GPTs and LLMs in the context of Life Sciences and Clinical Trials

Scope and co-authorship

Conference paper co-authored with Mark Lambrecht (SAS), presented at PHUSE 2024 (Paper CM05). In-depth review of generative AI architectures and their applications across the life sciences value chain, from drug discovery to clinical data automation. 16 pages.

Fundamentals of generative AI

Presentation of three core generative architectures: Generative Adversarial Networks (generator-discriminator tandem), Variational Autoencoders (probabilistic latent space encoding), and Transformers (self-attention mechanism, Query/Key/Value matrices). Each architecture’s strengths, limitations, and application sweet spots are compared across life sciences use cases.

Drug discovery and molecular design

SMILES-based digitisation of molecular structures as bridge between chemistry and computation. AI-driven molecular design through GANs and VAEs versus conventional combinatorial chemistry and high-throughput screening. Virtual screening with transformer attention mechanisms. Computational assessment (in silico) as prerequisite to in vitro/in vivo testing. Biologics screening for monoclonal antibody development.

Genomics, proteomics, and in silico screening

Synthetic genomic sequence generation with GANs and VAEs. Transformer-based modelling of gene function, epigenetic factors (DNA methylation, histone modification), and non-coding RNA relationships. Protein structure prediction with AlphaFold and RoseTTAFold. HPC-accelerated binding force evaluation: molecular docking, molecular dynamics simulations, free energy calculations, QM/MM simulations, and Microsoft Quantum Elements.
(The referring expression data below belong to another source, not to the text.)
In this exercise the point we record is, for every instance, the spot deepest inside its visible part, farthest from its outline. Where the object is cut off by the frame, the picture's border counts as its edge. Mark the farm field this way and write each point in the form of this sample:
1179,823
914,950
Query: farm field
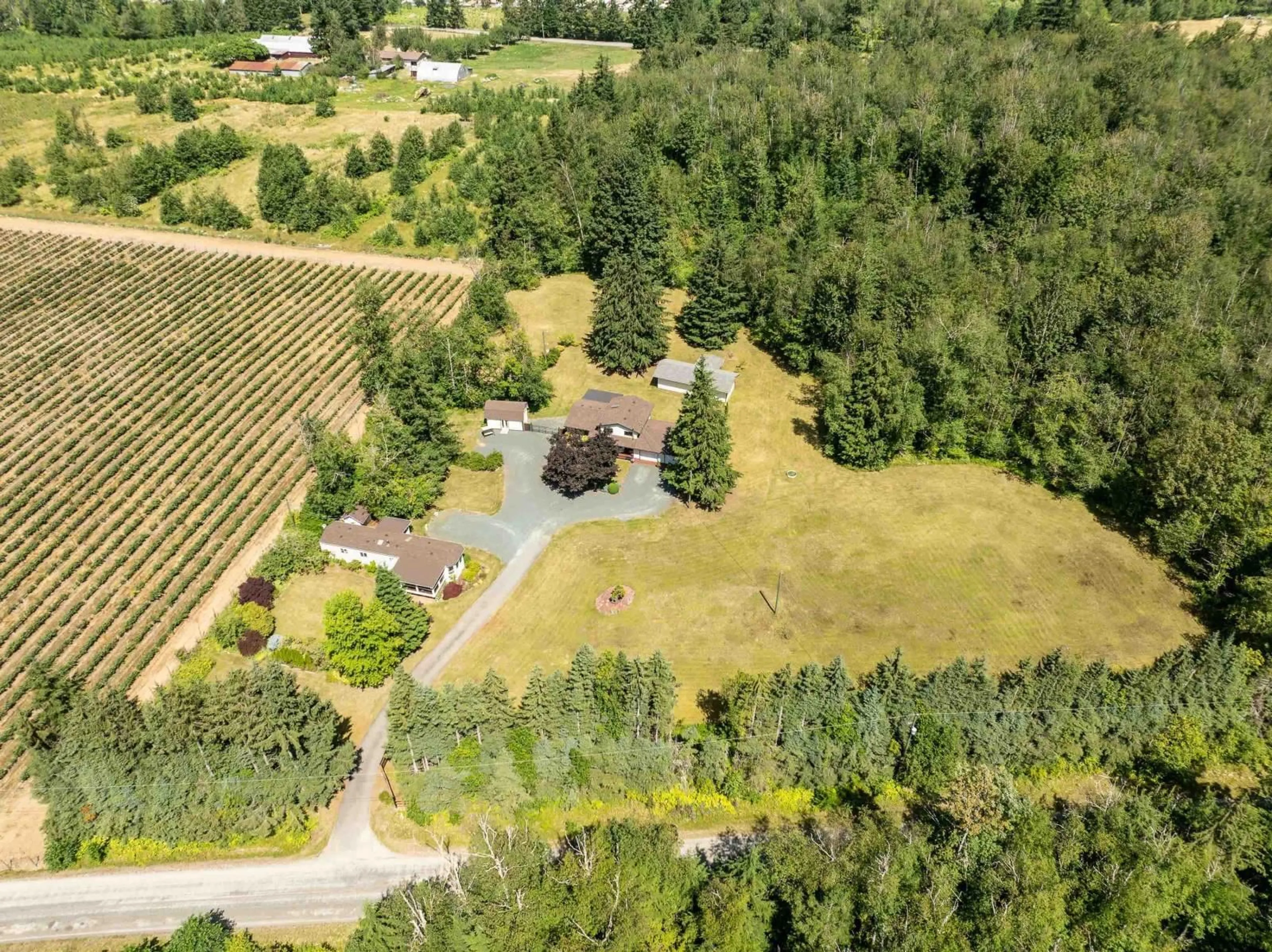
938,561
149,431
Precision medicine and predictive analytics

Pharmacogenomics for targeted therapies based on individual genomic and clinical profiles. Predictive analytics using time-series and NLP techniques on longitudinal health data. Multi-omics integration across genome-to-metabolome layers. Human-AI collaboration model where clinical expertise contextualises population-scale computational findings.

Clinical data automation

SAS copilot-like functionality for automated statistical code generation, data cleaning, standardised analysis (CDISC), and automated reporting. Synthetic data generation and augmentation to address data scarcity. Predictive modelling for diagnosis, disease progression forecasting, and treatment plan tailoring. Challenges: data quality/standardisation, security/privacy (HIPAA), interoperability (HL7/HIE), and model interpretability.
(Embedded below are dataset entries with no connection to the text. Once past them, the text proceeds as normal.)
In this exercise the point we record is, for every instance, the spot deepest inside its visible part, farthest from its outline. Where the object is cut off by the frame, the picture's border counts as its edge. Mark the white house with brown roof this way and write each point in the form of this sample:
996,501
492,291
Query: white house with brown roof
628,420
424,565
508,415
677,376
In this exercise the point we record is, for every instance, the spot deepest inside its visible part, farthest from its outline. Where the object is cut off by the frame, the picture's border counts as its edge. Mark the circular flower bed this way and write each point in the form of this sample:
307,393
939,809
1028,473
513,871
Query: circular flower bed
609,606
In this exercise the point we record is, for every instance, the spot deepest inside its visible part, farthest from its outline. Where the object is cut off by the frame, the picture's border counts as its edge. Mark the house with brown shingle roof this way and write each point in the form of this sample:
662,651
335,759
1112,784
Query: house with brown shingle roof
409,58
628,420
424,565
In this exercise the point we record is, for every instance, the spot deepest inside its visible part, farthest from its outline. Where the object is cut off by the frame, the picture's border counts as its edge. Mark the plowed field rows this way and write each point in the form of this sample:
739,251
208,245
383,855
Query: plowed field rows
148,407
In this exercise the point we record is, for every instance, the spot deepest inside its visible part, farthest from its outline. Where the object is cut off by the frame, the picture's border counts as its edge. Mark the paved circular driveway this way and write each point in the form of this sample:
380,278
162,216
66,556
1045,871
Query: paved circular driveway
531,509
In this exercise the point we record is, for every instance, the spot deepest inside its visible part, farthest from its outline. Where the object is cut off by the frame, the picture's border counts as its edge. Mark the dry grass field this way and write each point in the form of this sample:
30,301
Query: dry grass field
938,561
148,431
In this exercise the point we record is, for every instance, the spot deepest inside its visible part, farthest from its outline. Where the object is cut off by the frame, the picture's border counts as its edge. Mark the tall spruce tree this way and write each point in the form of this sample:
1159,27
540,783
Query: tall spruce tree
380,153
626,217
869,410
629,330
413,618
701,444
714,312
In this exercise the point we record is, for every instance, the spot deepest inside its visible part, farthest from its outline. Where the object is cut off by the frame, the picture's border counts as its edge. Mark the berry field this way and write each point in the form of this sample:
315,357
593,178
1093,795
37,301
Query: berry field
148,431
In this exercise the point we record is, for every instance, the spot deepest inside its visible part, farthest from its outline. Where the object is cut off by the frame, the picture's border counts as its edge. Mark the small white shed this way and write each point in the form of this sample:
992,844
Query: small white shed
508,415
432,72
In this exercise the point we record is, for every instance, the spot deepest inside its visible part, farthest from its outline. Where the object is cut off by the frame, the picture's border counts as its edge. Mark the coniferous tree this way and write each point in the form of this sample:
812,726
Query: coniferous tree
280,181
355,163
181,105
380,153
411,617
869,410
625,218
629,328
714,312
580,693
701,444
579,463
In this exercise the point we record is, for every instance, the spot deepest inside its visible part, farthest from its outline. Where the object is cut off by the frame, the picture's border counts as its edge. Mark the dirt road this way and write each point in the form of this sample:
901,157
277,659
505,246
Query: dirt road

Decentralised clinical trials

eCOA integration for standardised patient-reported outcomes. Real-time data capture and monitoring. Enhanced patient engagement through automated reminders. Inclusion and diversity through elimination of geographical constraints. Adaptive trial protocols dynamically adjusted via generative AI. Role of platforms like SAS Viya for real-time analytics and data management.

Trustworthy AI and ethical considerations

Evolution from “Ethical AI” to “Trustworthy AI” through documentation, transparency, and accountability. Regulatory compliance, bias mitigation, explainability techniques for LLMs (attention visualisation, saliency maps, domain-specific fine-tuning, rule-based post-processing). Human oversight as non-negotiable principle — AI augments but never replaces clinical expertise.

Future prospects

Multi-modal generative models, Retrieval Augmented Generation (RAG) for domain knowledge integration, quantum computing for molecular simulation, Edge AI for real-time bedside analytics. International cooperation required for evolving ethical and regulatory frameworks.

Read the document

↓ Download PDF

Key takeaways

Comprehensive review of three generative AI architectures — GANs, VAEs, Transformers — and their distinct roles across the life sciences value chain.
Drug discovery: SMILES digitisation, AI-driven molecular design, virtual screening vs. high-throughput screening, biologics and in silico assessment.
Genomics & proteomics: synthetic sequence generation, epigenetic factor modelling, AlphaFold/RoseTTAFold for protein structure prediction, HPC and quantum computing for binding analysis.
Precision medicine: pharmacogenomics, predictive analytics for proactive care, multi-omics integration, human-AI collaboration for clinical validation.
Clinical data automation: SAS copilot-like functionality for statistical code generation, synthetic data generation, data augmentation, predictive modelling.
Decentralized clinical trials: eCOA integration, adaptive protocols, real-time analytics, inclusion and diversity benefits.
Trustworthy AI: regulatory compliance, bias mitigation, explainability challenges for LLMs, human oversight as non-negotiable principle.